Baubeginn frühestens 2027
„Ziel ist es, bis zum Ende der Amtszeit [von Präsident Emmanuel Macron], also 2027, die erste Betonschicht zu gießen“, hatte Pannier-Runacher zuvor betont. Macron hatte vor etwa einem Jahr den Bau von zunächst sechs und bis zu 14 neuen Atomreaktoren angekündigt. Sie sollen dem bislang einzigen und noch immer im Bau befindlichen EPR-Reaktor, einem Druckwasserreaktor, in Flamanville ähneln, aber einen vereinfachten Bauplan haben.
Der EPR-Reaktor in Flamanville sollte ursprünglich 2012 ans Netz gehen. Derzeit ist die Inbetriebnahme für 2024 geplant. Die Kosten für Flamanville haben sich inzwischen vervierfacht, doch die französische Regierung betont, dass die künftigen Atomreaktoren billiger würden. „Die Standardisierungen und der Serienbau verringern die durchschnittlichen Kosten erheblich“, erklärte Pannier-Runacher.
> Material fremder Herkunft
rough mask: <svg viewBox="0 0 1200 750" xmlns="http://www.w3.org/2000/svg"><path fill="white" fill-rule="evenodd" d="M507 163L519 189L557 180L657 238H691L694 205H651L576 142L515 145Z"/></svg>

Der Kraftwerksbetreiber EDF geht von Kosten in Höhe von 51,7 Milliarden Euro für den Bau von sechs neuen Reaktoren aus. EDF soll wieder komplett in den Staatsbesitz überführt werden, unter anderem um Investoren anzuziehen.
Wenig Widerstand im Senat
Die neuen Reaktoren sollen jeweils paarweise an Standorten bereits bestehender Kernkraftwerke gebaut werden. Die ersten beiden sollen in Penly entstehen, die folgenden beiden in Gravelines, jeweils an der Küste des Ärmelkanals.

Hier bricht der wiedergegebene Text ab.